Wednesday, March 18, 2009

Separate Is Not Equal

May 17, 2009 will mark the 55th anniversary of Brown v Board of Education, the landmark civil rights decision of the Supreme Court that yanked the thread that eventually unraveled the legal basis of institutional racial segregation in the United States. In Brown v Board of Ed. the court distilled the arguments down to one simple principle: SEPARATE IS NOT EQUAL.

I just watched a video of SF Mayor Gavin Newsom, speaking at the Commonwealth Club, remarking about Brown v Board of Ed. and his support of gay marriage. He noted the upcoming anniversary of the decision and predicted that we will hear many speeches celebrating the principle that separate is not equal, by politicians who will then turn around and side step questions about marriage equity by talking about civil unions, a separate procedure designed for gays and lesbians. But as Mayor Newsom points out, SEPARATE IS NOT EQUAL.
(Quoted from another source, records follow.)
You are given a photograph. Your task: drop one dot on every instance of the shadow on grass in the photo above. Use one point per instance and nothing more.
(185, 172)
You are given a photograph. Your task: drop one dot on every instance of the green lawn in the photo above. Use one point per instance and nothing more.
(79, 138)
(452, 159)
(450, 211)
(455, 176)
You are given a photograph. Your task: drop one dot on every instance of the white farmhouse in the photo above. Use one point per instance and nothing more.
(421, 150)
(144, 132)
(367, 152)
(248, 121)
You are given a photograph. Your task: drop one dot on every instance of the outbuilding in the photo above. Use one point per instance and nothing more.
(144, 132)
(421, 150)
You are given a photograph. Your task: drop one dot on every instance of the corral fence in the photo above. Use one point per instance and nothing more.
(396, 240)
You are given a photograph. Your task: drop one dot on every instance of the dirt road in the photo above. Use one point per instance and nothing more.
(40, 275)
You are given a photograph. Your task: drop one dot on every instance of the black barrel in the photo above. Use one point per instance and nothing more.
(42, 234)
Adult adoptees in California have experienced this type of inequality from the moment their adoptions were finalized and their records of birth, their original birth certificates, were sealed. As adult citizens, they are treated differently than every other citizen. They must go through separate processes to gain access to what every other citizen takes for granted and in the majority of instances the outcomes of their requests will be different than every other citizen because they will be denied. And this is unjust because SEPARATE IS NOT EQUAL.

Most of the adult adoptees I know who are working or who have worked to change the state laws sealing records will not benefit directly from their work, for the simple reason that most of them have successfully searched and made contact with their families of origin outside the law. This includes adult adoptees on the board of C.A.R.E., the sponsoring organization for California's AB 372. This speaks to the generosity of spirit of those who choose to devote themselves to the issue, and also speaks to how ineffectual these laws are. To discover our identities requires that we, otherwise law-abiding citizens, become outlaws.

Personally, I won't gain anything (as far as I know) from obtaining my original birth certificate from the state of California. My first mother's name was contained in a document in the possession of my adoptive parents. Even so, the state of California denies me access to a document containing information I already possess. Just who is the law protecting here?

This disconnect between legality and reality breeds a type of contempt and cynicism towards the law that feeds the rage some adoptees pour into their phone calls, letters and emails to legislators.

It all boils down to equal treatment. The issue of whether adult adoptees should be able to access their records of birth is not about their relationships with their adoptive families or their families of origin. Its about their relationship with the state of California, which currently treats them as separate, but equal. I am here to tell you this: SEPARATE IS NOT EQUAL.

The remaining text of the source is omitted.